Eastern student Adam Robertson said by the second week of the program, the students were clamoring to learn a different word in French, which he taught.
“They were running in to get in the door (to learn),” Robertson said. “They were excited.”
The EIU students, who range from foreign language majors with teacher certification or just those who are interested, enroll in the program, which counts for one to three credits. Before enrolling, they must have a certain amount of education already in foreign language prior to participating in the program.
The Eastern students create a lesson plan that is designed to be easily understood and digested. Each of the six students teaches a group of around eight to 10 children.
They teach the elementary students basic words like “dog” through more visual activities instead of just giving them the work in English and the other language, which helps to retain the words in another language.

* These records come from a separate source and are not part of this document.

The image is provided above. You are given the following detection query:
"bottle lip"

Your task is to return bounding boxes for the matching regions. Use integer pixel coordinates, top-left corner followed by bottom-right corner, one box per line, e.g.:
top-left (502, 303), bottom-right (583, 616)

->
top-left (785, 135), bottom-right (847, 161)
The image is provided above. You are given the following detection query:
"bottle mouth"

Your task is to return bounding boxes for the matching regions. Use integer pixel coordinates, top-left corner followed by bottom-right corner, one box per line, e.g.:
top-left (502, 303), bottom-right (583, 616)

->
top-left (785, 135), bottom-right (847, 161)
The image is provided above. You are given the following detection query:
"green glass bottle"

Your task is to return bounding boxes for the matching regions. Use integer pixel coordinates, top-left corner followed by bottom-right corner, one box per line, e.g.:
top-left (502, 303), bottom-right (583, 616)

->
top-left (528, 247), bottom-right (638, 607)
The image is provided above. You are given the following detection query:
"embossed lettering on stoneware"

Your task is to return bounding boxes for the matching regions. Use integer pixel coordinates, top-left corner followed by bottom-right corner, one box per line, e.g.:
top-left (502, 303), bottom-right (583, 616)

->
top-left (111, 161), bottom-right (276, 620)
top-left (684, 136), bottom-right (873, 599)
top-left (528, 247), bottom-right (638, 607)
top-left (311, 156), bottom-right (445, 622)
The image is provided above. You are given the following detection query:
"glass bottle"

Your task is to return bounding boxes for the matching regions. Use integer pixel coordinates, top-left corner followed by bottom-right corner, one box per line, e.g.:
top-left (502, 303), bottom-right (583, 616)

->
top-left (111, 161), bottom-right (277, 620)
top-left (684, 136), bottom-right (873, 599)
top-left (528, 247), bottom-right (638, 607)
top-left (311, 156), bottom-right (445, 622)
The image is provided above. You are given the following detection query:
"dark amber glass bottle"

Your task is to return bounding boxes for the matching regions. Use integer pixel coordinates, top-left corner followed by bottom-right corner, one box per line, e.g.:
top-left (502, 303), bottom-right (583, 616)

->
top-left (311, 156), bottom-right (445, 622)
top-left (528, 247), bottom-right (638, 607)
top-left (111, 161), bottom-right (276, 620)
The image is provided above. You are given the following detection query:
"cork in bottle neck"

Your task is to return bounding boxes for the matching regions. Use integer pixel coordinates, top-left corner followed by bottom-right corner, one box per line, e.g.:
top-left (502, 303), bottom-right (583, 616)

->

Eydt-Beebe said language is not learned through sheer memorization, but also through conversation.
Even though the program is largely focused on getting children excited to delve further into foreign languages later in life, they do retain a good amount of what is taught through the early effort, Eydt-Beebe said.
The children are not only introduced to the languages of different people, but also their culture on certain days in the seven-week program.
For instance, in the Spanish-taught groups, the students learn about Dia De Los Muertos, or Day of the Dead, a tradition in Spanish-speaking cultures in which they honor and celebrate the dead.
Being open to other cultures is beneficial even outside of learning another language, Robertson said.
“These earlier experiences are kind of just a gateway to making them more receptive to new things,” he said.
The Foreign Language Program also takes place in spring semester but for first- through fourth-graders at Shiloh Elementary School in Hume.